What is hepatic colic?
The content of the article
Hepatic colic, also known as biliary colic, is a condition characterized by severe abdominal pain in the right hypochondrium or middle epigastrium (upper abdomen).
Hepatic colic usually occurs when you eat heavy or fatty foods. The condition is very unpleasant, the pain can extend to the back, and associated symptoms may include gas, heartburn or vomiting.
Heartburn
The pain of hepatic colic comes on suddenly and disappears slowly, sometimes lasting up to several hours. Hepatic colic is not a disease in itself, but may indicate more serious diseases, such as the gallbladder. Ignoring the problem can lead to serious complications.
Why do gallstones form?
The exact cause of cholelithiasis has not yet been fully elucidated. Only a few factors are known that increase the likelihood of its occurrence.

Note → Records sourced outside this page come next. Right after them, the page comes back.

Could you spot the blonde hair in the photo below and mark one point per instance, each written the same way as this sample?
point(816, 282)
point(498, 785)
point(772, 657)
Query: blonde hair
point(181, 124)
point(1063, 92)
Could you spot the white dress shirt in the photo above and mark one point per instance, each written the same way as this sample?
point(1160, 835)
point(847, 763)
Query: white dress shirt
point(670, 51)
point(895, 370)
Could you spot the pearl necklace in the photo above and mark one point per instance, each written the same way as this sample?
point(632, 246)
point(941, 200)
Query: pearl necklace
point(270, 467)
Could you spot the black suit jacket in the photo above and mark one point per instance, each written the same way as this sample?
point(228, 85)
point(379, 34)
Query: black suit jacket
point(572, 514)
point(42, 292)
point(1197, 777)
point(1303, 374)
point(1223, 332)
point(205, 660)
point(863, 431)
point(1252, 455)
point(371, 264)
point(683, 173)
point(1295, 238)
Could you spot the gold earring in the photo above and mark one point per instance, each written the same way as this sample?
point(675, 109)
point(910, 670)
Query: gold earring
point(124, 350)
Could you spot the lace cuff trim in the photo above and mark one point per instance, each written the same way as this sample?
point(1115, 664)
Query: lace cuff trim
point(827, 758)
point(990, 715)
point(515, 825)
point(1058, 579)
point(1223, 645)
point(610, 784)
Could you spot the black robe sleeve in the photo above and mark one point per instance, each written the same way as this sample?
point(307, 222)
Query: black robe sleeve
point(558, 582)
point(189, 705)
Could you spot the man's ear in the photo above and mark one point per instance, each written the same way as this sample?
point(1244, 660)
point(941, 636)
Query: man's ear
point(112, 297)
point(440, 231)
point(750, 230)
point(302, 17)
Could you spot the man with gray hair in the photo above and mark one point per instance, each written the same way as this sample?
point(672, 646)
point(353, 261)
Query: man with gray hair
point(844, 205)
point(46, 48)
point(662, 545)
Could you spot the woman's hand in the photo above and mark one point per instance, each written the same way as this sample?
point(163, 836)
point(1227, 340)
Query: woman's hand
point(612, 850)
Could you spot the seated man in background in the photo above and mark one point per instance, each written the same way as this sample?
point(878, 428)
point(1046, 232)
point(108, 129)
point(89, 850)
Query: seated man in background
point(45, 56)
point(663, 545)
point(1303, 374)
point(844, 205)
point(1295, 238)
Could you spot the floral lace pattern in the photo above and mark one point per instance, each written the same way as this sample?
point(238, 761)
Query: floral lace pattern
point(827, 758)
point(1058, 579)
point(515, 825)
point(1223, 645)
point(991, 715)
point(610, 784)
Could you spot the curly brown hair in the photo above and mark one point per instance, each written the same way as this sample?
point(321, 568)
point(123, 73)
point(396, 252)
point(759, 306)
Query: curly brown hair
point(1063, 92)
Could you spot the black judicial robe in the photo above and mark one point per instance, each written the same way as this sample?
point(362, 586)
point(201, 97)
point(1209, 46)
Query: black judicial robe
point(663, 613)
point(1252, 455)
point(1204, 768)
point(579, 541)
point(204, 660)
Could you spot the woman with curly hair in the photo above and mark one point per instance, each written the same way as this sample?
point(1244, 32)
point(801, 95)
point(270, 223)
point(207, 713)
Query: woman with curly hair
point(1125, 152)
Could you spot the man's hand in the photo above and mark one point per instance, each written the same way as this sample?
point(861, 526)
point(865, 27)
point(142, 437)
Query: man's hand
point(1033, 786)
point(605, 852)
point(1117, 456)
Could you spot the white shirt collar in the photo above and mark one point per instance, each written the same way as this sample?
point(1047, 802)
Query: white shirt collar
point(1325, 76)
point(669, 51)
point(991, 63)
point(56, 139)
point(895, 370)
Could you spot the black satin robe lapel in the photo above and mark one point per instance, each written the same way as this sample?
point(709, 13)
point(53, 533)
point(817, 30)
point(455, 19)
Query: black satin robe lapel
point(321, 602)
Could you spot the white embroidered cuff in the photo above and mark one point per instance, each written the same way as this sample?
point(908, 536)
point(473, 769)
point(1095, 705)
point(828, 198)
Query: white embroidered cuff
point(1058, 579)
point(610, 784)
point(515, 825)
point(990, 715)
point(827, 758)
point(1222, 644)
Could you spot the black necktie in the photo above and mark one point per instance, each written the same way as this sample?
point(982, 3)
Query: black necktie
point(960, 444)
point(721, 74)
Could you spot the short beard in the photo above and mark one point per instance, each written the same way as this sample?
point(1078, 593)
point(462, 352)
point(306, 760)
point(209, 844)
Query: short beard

- Genetic: family predisposition increases the risk of cholelithiasis by 4-5 times;
- Congenital anomalies of the biliary tract;
- Gender - the risk of developing gallstones in women is approximately 2-3 times higher, which is associated with the influence of estrogens on the ability to form gallstones;
- Age - the maximum frequency of clinical manifestations of cholelithiasis is recorded at the age of 40-69 years;
- Dietary (high-calorie diet, poor in plant fiber, as well as with an excess of simple carbohydrates, animal proteins, foods containing cholesterol);
- Use of medications (oral contraceptives, fibrates, ceftriaxone, somatostatin, nicotinic acid);
- Concomitant diseases and conditions (obesity - a tendency to form gallstones in persons with a body mass index of more than 30 is 3 times higher, type 2 diabetes mellitus, hypothyroidism, cirrhosis of the liver, etc.);
- Pregnancy - the risk of developing cholelithiasis increases during pregnancy, especially with repeated pregnancies (the likelihood of stone formation increases by 10-11 times). During pregnancy, bile heterogeneity, or the so-called biliary sludge, develops in 20-30% of patients, stones - in 5-12% of cases.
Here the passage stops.